School excursions are always exciting for students. They get to escape the classroom for a day and hang around with their friends, hopefully learn something new and maybe sneak away and get up to mischief while the teachers aren’t looking.
But when nine-year-old Boyden George from Leonora District High School headed out on a recent school trip facilitated by our Science Pathways program, he had a slightly different experience. He now has the bragging rights for discovering a new species of spider.
Boyden’s school regularly runs bush days, where the whole community heads out to on country to share and celebrate traditional knowledge and Two-way science.
Boyden and his fellow students were out conducting a bush day, which is basically getting out in the field to document plants and animals in the area when he found an unusual spider.
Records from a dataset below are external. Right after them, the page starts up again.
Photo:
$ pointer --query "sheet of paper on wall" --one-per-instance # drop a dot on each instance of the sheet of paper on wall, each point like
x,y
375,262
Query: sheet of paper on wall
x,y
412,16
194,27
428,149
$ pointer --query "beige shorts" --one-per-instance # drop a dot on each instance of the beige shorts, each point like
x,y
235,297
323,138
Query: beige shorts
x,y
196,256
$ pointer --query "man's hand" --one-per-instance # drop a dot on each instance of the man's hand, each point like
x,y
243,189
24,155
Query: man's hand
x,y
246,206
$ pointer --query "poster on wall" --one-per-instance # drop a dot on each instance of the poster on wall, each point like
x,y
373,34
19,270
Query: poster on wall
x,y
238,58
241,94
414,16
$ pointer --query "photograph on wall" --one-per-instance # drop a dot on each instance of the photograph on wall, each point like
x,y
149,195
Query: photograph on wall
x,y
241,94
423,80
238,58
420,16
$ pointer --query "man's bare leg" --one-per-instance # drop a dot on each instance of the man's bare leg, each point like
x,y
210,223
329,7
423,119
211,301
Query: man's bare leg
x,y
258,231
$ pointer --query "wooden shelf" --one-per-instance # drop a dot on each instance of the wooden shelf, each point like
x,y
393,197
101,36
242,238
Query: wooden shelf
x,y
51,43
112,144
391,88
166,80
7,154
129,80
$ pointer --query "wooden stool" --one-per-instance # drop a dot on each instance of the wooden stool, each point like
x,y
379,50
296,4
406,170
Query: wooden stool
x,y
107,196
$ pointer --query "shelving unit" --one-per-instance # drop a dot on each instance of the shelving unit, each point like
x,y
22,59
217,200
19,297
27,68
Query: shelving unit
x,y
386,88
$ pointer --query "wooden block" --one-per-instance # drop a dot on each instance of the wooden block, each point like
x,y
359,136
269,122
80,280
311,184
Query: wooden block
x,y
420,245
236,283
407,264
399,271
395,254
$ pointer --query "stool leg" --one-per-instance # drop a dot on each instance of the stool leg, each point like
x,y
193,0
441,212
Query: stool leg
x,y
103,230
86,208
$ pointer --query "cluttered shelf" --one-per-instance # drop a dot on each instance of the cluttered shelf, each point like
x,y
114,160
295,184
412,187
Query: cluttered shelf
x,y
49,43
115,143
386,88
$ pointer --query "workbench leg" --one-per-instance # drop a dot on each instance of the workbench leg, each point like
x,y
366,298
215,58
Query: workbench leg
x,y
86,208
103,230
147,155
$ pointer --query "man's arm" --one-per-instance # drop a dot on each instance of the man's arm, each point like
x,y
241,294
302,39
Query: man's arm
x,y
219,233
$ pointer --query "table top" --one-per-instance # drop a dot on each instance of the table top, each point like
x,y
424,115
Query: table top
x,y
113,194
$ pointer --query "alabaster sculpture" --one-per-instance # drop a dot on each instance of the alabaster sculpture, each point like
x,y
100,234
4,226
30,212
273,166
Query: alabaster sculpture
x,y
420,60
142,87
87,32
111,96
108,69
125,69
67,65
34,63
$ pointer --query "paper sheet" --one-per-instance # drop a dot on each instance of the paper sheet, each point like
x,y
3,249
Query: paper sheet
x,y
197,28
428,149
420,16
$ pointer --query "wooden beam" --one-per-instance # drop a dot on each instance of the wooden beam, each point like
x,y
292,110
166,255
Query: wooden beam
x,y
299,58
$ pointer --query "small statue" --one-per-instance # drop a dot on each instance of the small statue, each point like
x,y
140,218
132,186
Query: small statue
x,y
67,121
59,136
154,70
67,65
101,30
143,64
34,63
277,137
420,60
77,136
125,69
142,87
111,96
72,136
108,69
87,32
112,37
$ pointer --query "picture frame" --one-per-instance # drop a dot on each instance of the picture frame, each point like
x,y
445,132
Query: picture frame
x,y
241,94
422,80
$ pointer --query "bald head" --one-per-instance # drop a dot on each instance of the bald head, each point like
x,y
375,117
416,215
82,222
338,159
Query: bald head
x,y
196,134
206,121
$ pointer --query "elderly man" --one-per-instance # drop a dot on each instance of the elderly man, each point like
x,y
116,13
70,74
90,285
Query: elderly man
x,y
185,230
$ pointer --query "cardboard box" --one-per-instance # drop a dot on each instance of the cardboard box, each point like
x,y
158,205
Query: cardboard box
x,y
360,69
Leonora is a small regional community in the Western Australian goldfields located about 240 km north of Kalgoorlie. The landscape in the region is typical of the West Australian outback consisting of striking red soil, salt lakes, marble gum trees and spinifex sands. So you can imagine, it’s a pretty good place for collecting information on the flora and fauna.
This particular bush day was being led by our Science Pathways Senior Coordinator Dave Broun whose job it is to help bring Indigenous knowledge into school science lessons.
Around a historic camp site, Boyden spotted a distinctive looking spider and called Dave over to help document the spider and submit it to the QuestaGame biodiversity app.
The QuestaGame app is a mobile citizen science game that gets players outdoors to engage with, learn about and help protect life on Earth. Players upload photos and details of any animal or plant they find in the wild and earn points for submitting sightings and also for correctly identifying them. The added bonus is that players are actually contributing to real-life research and conservation efforts. If you upload a sighting and you don’t know what it is, an expert can help identify it.
So when Boyden uploaded his distinctive spider, he was keen to find out just what it was. Boyden received an answer from Dr Atkinson from QuestaGame that the spider likely belonged to the Habronestes macedonensis group of the Zodariidae and may not yet have its own species name. The spider is well known to the traditional owners in Leonora however Western science hadn’t seen it before.
For this incredible discovery and his enthusiasm for all things science, Boyden won the Aboriginal and Torres Strait Islander Student Science Award, part of the Indigenous STEM Awards. And in his own words is “a bit famous now.”
Science Pathways for Indigenous Communities is one of the elements of the Indigenous STEM Education Project run by our and funded by BHP Billiton Foundation.
Are your spidey senses tingling?
Boyden is just one of the Indigenous STEM Awards Winners which recognises and celebrates the achievements of Aboriginal and Torres Strait Islander students, STEM Professionals and Educators.
3rd August 2018 at 5:52 pm
I have seen that spider many times, never thought of it as an unknown spider.